Here is a senior White House official, Steven Miller, a man who literally crafts the President’s agenda, openly spouting his racist bullshit. He is the man who is crafting the orders that those ICE agents are following.

They are using the law as it currently stands, as interpreted by Trump (Miller’s) executive orders, to enact an agenda every bit as reprehensible as that of Preston Brooks and the slave owners and slave catchers of 1850. And just like back then, every single one of those agents is at the edge of a deep moral precipice between enforcing the law and their morality- the same question that Asa Butman, Judge Loring, Marshal Freeman and Mayor Smith of Boston answered in 1854. Their individual choices absolutely matter in their own contexts, but even moreso, their collective actions have the potential to define the course of history far beyond one man or one deportation case or one day. As you read this, an ICE team (+/- local attachments) is arresting an immigrant. The justification might be ironclad or it might be transparently flimsy. Certainly, some deportations are absolutely justified, and unlike slavery, it is not inherently immoral for a nation to enforce its immigration laws.
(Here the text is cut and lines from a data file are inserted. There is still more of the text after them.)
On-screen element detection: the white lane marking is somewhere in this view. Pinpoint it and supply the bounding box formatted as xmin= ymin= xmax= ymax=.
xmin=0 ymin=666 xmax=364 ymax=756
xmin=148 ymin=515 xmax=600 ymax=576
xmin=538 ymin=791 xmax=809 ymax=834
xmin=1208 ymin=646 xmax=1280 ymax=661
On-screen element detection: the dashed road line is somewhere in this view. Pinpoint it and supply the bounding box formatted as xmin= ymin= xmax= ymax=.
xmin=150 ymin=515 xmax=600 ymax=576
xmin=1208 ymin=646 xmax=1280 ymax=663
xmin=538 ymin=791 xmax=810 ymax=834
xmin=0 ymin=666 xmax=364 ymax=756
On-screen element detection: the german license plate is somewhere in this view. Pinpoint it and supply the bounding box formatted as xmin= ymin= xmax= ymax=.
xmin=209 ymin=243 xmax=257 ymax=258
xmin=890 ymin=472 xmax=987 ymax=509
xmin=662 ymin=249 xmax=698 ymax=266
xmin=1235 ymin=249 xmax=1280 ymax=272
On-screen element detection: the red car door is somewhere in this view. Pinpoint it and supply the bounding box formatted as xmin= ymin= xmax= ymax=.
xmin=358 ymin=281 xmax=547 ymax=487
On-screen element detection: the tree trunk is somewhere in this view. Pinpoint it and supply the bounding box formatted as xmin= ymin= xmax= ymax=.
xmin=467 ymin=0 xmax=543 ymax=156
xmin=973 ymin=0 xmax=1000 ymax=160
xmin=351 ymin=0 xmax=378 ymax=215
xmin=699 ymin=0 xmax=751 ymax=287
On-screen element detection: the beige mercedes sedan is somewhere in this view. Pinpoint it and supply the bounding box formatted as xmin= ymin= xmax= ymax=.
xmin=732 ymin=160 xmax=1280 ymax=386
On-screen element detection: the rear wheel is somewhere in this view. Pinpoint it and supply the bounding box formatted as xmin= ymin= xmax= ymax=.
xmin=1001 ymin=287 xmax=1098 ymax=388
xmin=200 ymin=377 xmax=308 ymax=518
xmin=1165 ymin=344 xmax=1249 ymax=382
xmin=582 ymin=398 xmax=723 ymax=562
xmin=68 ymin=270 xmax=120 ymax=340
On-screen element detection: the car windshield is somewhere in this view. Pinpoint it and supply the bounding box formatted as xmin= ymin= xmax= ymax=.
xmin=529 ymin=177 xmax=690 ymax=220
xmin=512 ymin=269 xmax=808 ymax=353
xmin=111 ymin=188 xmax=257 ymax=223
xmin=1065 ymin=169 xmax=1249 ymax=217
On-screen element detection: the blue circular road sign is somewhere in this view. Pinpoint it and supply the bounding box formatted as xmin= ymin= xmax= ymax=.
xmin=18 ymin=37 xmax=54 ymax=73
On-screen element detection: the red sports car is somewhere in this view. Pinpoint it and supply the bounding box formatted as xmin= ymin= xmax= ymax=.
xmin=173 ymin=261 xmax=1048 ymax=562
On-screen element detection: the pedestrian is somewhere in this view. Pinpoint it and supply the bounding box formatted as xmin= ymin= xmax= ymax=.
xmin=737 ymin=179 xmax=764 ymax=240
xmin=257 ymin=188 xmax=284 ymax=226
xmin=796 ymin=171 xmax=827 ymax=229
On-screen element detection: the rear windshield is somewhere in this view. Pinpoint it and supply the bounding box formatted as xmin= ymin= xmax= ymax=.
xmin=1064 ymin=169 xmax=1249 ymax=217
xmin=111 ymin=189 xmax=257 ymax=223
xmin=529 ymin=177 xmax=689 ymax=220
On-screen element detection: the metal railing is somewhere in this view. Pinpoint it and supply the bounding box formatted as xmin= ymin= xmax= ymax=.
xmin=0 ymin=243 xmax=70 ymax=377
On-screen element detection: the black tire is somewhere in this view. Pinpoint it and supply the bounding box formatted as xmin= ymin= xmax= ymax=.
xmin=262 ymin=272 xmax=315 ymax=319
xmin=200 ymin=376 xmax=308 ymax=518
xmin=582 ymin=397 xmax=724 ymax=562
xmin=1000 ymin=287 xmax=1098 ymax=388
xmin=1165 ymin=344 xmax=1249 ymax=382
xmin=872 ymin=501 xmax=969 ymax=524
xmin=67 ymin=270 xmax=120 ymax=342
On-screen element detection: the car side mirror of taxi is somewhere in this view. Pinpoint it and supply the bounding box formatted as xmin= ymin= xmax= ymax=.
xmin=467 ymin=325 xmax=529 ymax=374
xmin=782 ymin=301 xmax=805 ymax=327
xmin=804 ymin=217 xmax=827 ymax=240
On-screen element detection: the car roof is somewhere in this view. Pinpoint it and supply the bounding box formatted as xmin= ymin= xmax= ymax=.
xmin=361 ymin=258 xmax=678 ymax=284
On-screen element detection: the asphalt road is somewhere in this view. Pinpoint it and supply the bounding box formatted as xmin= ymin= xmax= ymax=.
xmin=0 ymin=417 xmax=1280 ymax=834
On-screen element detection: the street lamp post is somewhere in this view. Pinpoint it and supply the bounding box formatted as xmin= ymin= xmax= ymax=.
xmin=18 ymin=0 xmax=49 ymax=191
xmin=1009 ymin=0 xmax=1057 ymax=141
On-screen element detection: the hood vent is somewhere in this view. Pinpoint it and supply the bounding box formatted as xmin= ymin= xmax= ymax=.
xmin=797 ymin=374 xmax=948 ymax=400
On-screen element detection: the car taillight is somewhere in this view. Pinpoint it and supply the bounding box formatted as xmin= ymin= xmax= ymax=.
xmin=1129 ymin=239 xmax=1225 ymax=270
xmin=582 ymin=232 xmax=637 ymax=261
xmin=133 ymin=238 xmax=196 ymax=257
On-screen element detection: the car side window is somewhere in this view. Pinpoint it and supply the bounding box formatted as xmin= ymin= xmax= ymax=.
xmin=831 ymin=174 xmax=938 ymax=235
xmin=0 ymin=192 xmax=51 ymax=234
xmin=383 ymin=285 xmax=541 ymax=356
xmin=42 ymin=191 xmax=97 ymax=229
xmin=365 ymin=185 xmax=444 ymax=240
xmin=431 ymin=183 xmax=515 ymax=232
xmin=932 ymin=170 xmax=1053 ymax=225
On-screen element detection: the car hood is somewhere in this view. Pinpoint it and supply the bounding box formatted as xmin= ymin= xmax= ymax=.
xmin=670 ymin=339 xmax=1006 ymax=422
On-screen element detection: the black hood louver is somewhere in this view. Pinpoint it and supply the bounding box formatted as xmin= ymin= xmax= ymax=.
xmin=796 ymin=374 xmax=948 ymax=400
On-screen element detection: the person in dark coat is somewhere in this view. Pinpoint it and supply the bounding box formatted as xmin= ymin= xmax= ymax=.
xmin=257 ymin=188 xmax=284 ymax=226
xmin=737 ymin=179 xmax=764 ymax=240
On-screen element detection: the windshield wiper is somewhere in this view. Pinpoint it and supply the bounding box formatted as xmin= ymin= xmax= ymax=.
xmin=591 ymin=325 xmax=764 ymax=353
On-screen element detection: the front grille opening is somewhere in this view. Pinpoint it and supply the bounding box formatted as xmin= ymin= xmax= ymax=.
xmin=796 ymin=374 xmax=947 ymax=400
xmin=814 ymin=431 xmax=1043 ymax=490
I can’t judge ICE as a whole, or an individual officer, at least in present circumstances (even if things like rendition to South Sudan are suspicious AF). We have not yet reached the level of “where are the Jews?” That the Gestapo introduced to Hitler’s Europe. But it is deeply troubling for us as Americans and our law-enforcement institutions to be involving ourselves in the racist power fantasies of men like Donald Trump and Stephen Miller. History tells us that mistake can only be fixed with blood and steel, because its never “just” them. It’s ALWAYS something more that they demand.

But don’t despair. Freedom and liberty and good have a way of winning. Remember that mass of apathetic people who didn’t care? Well, guess what. More of them came to care because of the overreach and greed that they could no longer ignore.
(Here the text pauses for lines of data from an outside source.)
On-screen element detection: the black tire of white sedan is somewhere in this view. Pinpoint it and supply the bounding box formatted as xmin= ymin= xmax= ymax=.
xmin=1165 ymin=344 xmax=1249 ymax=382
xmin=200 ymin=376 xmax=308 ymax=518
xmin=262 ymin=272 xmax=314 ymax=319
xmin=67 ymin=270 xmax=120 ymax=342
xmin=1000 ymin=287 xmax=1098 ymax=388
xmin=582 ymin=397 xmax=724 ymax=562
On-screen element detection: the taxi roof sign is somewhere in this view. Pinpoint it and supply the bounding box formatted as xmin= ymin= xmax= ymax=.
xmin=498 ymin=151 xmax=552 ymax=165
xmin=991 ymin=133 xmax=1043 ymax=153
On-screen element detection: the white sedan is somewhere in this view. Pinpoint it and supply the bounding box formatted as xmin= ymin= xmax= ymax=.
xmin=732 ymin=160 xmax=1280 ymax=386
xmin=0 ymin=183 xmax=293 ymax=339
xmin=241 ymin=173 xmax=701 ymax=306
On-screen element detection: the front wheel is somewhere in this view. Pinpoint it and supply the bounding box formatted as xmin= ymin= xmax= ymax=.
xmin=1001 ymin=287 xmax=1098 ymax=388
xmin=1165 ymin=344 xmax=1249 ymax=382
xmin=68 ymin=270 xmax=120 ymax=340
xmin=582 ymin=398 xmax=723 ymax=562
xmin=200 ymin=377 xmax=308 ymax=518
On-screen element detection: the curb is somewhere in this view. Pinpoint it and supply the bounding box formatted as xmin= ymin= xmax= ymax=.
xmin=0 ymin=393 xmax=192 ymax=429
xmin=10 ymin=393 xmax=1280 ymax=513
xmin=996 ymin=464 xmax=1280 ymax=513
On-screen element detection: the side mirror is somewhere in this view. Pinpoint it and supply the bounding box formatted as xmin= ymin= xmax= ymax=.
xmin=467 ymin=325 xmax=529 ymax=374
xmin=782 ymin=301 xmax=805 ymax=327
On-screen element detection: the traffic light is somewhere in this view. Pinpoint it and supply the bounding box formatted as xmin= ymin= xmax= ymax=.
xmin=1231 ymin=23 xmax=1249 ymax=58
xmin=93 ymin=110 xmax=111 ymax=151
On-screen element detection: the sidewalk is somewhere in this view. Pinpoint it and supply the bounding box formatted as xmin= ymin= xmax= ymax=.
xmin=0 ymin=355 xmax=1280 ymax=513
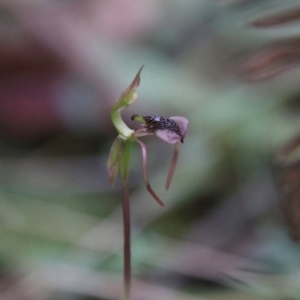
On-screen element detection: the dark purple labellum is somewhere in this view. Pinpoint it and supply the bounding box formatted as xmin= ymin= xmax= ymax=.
xmin=142 ymin=115 xmax=183 ymax=142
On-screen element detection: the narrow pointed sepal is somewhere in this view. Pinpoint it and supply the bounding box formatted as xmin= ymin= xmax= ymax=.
xmin=106 ymin=135 xmax=126 ymax=186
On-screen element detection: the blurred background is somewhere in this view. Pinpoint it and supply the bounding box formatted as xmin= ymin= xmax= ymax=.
xmin=0 ymin=0 xmax=300 ymax=300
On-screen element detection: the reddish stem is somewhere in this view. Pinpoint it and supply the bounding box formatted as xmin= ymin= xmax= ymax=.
xmin=136 ymin=139 xmax=165 ymax=207
xmin=166 ymin=143 xmax=179 ymax=190
xmin=122 ymin=182 xmax=131 ymax=300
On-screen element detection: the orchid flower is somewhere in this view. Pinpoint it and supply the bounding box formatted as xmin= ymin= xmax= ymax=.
xmin=106 ymin=67 xmax=189 ymax=300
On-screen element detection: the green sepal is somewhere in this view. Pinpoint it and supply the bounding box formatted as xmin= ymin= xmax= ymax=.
xmin=106 ymin=135 xmax=126 ymax=186
xmin=119 ymin=140 xmax=133 ymax=184
xmin=111 ymin=66 xmax=144 ymax=138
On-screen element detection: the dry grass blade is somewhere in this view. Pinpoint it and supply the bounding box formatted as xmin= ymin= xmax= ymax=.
xmin=252 ymin=9 xmax=300 ymax=28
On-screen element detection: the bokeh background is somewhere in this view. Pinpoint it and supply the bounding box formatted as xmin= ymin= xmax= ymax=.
xmin=0 ymin=0 xmax=300 ymax=300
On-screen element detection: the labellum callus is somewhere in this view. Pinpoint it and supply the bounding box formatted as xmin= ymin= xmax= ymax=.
xmin=131 ymin=115 xmax=188 ymax=144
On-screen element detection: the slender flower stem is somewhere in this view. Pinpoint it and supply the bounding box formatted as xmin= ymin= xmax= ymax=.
xmin=166 ymin=143 xmax=179 ymax=190
xmin=122 ymin=182 xmax=131 ymax=300
xmin=136 ymin=139 xmax=165 ymax=207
And when it came down to it, English professors and freed slaves and farmers and tailors and blacksmiths and cooks and Irishmen and Italians and Indians and countless other Americans fixed bayonets and rammed hot lead and cold steel through Southern guts.

Those who cheer for the Trump/Miller agenda and ICE Valknots and rendition should take note from history- “sow the wind, reap the whirlwind”. In a conversation with my own father, I was ashamed, because he was one of those spouting Miller’s bullshit (via conservative media and social media). “Kill all the illegals.” “Try Nancy Pelosi for treason.” “Execute Jill Biden.” A detailed fantasy of some sort of super-noose with a lot of Democrats and a token RINO or two to appease the MAGA. Notice that language- the base that supports that agenda is already being primed past deportations. They’re already normalizing disappearances of “traitors”, secret police, the literal elimination of political and social enemies, and eventually partition of the nation. He’s become one of ‘them’, the Confederates of 1859.
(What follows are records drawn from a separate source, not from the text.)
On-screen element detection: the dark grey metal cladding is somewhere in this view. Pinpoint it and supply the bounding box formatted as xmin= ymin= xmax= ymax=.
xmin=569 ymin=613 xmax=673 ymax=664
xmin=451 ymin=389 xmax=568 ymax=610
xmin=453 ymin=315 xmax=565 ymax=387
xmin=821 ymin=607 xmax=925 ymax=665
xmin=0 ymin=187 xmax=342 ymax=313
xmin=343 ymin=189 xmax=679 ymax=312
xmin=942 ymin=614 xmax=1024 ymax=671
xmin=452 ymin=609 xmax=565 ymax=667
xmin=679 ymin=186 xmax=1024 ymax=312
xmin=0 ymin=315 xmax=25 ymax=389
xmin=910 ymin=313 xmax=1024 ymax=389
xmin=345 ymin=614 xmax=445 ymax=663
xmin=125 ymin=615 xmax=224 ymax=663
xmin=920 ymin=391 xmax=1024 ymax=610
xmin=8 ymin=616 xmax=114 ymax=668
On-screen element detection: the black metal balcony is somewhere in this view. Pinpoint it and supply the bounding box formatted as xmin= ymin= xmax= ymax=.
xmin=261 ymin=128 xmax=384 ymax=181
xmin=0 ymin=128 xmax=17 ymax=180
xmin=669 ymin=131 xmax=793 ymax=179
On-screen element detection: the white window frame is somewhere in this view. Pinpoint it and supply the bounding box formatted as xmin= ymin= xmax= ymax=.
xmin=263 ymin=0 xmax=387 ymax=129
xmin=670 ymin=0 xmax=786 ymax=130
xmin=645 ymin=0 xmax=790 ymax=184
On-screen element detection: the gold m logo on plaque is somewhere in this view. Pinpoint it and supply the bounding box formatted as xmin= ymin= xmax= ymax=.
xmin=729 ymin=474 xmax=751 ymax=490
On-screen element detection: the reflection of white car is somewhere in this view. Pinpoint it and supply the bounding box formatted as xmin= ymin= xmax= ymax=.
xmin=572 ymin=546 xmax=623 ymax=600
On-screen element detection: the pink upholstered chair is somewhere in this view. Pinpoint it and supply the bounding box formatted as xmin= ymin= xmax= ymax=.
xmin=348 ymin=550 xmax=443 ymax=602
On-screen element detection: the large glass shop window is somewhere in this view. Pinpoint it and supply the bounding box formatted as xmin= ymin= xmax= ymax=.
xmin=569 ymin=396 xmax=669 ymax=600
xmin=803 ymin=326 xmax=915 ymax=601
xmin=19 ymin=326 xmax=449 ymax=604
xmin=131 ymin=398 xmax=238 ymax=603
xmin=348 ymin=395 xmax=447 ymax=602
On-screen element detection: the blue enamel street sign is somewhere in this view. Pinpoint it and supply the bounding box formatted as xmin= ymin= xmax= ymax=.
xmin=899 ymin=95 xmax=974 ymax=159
If my father and I transported back to 1863’s Gettysburg, I think I might be one of the ones running downhill with a Springfield at someone. I am, however, 100% certain that he’d be one of those delusional traitors spouting bullshit justifications for their support of palpable evil and treason. And it’s anyone’s guess as to whether he’d have the good sense to surrender and ask for water or if he’d be shot dead or ran through because of his poor team selection. And that is a terrible, terrible thing to have to think, because when I first watched Gettysburg with my dad, I remember it as a pretty clear choice between the Good Team wearing Union Blue and the Bad Team wearing Shitty Off-Brand Nazi Bad-Guy Grey. Back then, we both cheered for America and the Good Team. It sucks that that’s changed, but then again, that’s the power of conservative media and intellectual decay and a lack of understanding of the deeper implications of the easy answers at work. Where this matters for us, and where we can break the circle of history, is to understand this pattern and be ready to take action to change it before war and death are the only answers.